If I had a dollar for every time someone said to me, “You renovate houses for a living?! I would love to do that – that’s my dream job!” I would have so much money I wouldn’t need to renovate houses anymore.

What is it about the idea of renovating houses that appeals to so many people? Is it all it’s cracked up to be?

Like many things in life, there are many elements to being a full-time renovator or flipper.

Flipping (buying a house, renovating it in a fairly short time period and selling it) is high risk and not for the faint hearted. With hundreds of thousands of dollars at stake, you need to have done your research and know what you are doing.

I have spent years, and tens of thousands of dollars developing my property and renovation knowledge, which now allows me to make quick decisions as to whether a renovation project stacks up. That means to date that we have made a profit on all of the projects we have undertaken.

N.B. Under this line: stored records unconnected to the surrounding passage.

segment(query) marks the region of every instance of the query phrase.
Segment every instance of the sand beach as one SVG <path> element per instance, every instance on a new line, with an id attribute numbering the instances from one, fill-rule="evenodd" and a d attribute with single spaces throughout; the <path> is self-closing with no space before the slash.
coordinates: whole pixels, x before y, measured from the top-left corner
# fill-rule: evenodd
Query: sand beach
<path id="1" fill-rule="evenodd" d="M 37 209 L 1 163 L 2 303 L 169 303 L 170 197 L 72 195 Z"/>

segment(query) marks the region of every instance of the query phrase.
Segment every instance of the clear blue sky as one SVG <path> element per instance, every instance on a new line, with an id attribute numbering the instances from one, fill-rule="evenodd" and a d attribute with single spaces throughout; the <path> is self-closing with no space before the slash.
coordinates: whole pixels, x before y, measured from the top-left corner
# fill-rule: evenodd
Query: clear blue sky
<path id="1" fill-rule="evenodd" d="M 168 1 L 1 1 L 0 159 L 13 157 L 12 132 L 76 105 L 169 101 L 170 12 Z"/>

The road to renovation heaven is littered with many people who have fancied themselves as a renovator, only to undertake a project and lose money. There are generally a few key reasons why a renovation projects loses money – paying too much for the property, not setting a firm renovation budget (and/or exceeding the budget), not allowing for all the costs associated with flipping in addition to the renovation (stamp duty, holding costs and selling costs), and over-estimating the sale price once it is renovated.

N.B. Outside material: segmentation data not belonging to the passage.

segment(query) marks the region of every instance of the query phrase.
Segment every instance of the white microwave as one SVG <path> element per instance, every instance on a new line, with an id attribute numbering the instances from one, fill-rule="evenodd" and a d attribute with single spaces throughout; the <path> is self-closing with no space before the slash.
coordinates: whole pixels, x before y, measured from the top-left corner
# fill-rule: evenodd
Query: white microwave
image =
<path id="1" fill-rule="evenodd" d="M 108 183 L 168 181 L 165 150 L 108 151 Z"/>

When working out whether a property potentially stacks up as a flip project, the first step is to actually work backwards. That is, work out the (realistic) re-sale price of the home once you have completed your renovation. Local real estate agents should be able to help you determine this figure, in addition to researching property prices on and RP Data.

You then need to calculate selling costs (agent’s commission, marketing and conveyancing) which will total about 2.5% of your sale price.

It’s essential to fully scope and cost your renovation so you can set a firm renovation budget, with contingency funds also allocated (generally 10% of the renovation budget).

Holding costs are often overlooked by newbie renovators – this includes any interest or mortgage costs you will have to pay while renovating, insurance and utilities – and can have a significant impact on your final profit figure.

Stamp duty, other government charges and conveyancing costs when you buy the property can total up to 5% of the purchase value and need to be factored into the deal.

Then the good bit – working out how much profit you can realistically expect or want to achieve for your time and effort. There are no hard and fast rules on this, different people have different expectations.

All of the above subtracted from your expected re-sale price gives you an idea of how much you can afford to pay for the home in its original state. Straying too far away from this figure could see you making little profit or, even worse, a loss on your renovation project.